The number of days in the hospital were considered as the number of nights patients were in hospital postoperatively. Patients were allowed to take oral meals postoperatively after recovering from anaesthesia. Patients were discharged when they were symptomatically better and advised to perform their routine daily activities. Post-operative pain and severity of pain was assessed daily during hospital stay using Visual Analogue pain Scale (VAS).
Local complications like wound infection, haematoma and seroma were assessed postoperatively. Seroma and haematoma formation were confirmed by ultrasound. Patients who developed seroma/haematoma were managed conservatively without any intervention by oral antibiotic for five days to prevent any secondary infection.
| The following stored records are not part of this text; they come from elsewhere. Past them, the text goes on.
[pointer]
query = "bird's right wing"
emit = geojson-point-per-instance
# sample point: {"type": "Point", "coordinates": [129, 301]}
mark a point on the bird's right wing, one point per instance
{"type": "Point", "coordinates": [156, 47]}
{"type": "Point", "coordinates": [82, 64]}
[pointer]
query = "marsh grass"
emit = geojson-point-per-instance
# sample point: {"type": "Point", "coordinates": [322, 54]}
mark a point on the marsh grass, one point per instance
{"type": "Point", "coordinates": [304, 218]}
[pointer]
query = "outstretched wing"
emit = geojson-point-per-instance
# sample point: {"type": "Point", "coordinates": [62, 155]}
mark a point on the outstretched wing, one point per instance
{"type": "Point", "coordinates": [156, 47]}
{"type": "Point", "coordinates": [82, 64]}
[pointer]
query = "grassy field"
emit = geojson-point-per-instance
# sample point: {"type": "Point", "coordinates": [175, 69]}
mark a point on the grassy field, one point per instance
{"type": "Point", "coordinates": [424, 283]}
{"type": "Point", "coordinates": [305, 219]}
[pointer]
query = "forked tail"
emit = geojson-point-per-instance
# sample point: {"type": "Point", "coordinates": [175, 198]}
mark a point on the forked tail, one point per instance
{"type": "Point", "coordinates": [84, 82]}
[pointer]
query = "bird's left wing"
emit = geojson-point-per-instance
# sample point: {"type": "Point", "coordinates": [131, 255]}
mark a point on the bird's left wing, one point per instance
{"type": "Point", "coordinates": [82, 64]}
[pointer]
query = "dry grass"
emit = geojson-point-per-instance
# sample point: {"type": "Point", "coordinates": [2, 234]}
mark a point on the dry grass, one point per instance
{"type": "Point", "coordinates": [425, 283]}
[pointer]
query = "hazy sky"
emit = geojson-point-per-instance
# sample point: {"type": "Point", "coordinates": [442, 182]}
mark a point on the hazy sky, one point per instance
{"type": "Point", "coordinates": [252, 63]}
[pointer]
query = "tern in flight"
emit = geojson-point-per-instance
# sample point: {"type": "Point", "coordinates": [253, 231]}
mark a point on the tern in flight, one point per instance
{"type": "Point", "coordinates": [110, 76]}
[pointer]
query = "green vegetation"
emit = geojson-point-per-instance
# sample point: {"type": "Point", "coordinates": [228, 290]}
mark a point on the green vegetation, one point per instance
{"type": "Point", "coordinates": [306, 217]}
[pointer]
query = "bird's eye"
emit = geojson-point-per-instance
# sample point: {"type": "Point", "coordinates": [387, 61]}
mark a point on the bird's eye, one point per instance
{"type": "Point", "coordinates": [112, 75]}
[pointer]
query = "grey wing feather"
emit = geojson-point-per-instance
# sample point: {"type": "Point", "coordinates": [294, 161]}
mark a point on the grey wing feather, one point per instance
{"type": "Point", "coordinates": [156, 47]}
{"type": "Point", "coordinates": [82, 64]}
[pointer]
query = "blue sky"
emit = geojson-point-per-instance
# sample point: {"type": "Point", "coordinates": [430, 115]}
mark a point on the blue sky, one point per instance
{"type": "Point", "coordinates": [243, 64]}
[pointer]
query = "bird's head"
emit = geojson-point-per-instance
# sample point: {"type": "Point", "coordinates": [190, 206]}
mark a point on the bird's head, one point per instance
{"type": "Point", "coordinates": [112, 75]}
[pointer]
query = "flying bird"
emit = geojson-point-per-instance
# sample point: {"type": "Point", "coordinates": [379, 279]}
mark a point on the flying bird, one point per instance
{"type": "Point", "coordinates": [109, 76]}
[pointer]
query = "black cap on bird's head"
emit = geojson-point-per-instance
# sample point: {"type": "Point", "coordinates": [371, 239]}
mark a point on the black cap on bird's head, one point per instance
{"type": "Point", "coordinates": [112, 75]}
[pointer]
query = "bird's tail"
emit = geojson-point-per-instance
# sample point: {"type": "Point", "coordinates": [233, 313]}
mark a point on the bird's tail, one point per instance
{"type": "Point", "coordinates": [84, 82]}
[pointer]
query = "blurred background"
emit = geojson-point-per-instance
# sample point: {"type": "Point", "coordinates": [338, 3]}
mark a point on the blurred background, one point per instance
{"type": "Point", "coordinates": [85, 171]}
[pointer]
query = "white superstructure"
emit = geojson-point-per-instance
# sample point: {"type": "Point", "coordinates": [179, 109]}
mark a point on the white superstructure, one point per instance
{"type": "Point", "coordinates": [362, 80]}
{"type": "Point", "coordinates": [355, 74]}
Data are presented as mean±standard deviation and median with range whichever is appropriate. In the case of qualitative variables, the groups were compared by Chi-square test. In the case of quantitative variables, the groups were compared by Student’s unpaired t-test or Mann-Whitney U test whichever was appropriate.
Statistical analysis was done using SPSS 20.0 software. The p-value<0.05 was considered significant.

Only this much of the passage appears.